Yes. Vault integrates with Kubernetes through the Vault Agent Injector (sidecar that writes secrets to shared volumes), the Vault CSI Provider (mounts secrets via the Container Storage Interface), or direct API calls from your application using Kubernetes service account authentication.

Should I store secrets in Git?

Never store plaintext secrets in Git. If you want secrets in version control for GitOps workflows, encrypt them first using tools like Sealed Secrets, SOPS (with KMS or age encryption), or git-crypt. The encrypted values are safe to commit; they're decrypted only at deploy time by a controller with the decryption key.

How often should I rotate secrets?

It depends on the secret's risk level and your compliance requirements.
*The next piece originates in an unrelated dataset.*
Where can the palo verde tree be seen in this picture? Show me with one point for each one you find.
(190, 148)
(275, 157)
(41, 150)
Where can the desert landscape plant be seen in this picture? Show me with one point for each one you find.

Database passwords should rotate every 30-90 days at minimum. API keys for third-party services should rotate quarterly. With dynamic secrets from Vault, rotation is continuous -- every credential has a 1-24 hour TTL by default. Shorter is better.

What happens if Vault goes down?

If Vault is unavailable, applications that cache secrets locally continue working until their leases expire. Applications that fetch secrets on every request will fail. Design for resilience: run Vault in HA mode (3-5 node Raft cluster), cache secrets in your application with a reasonable TTL, and have a fallback plan for Vault outages.

Get Your Secrets Under Control

The worst secret management strategy is the one you haven't implemented yet. If your secrets are in environment variables in a docker-compose file, in a .env file committed to Git, or in a shared password manager -- you have work to do. Start with the simplest tool that meets your security requirements. For most teams on AWS, that's Secrets Manager. For teams needing dynamic secrets or multi-cloud support, that's Vault. For small Kubernetes deployments, hardened K8s Secrets with Sealed Secrets for GitOps will get you surprisingly far. The important thing is to start.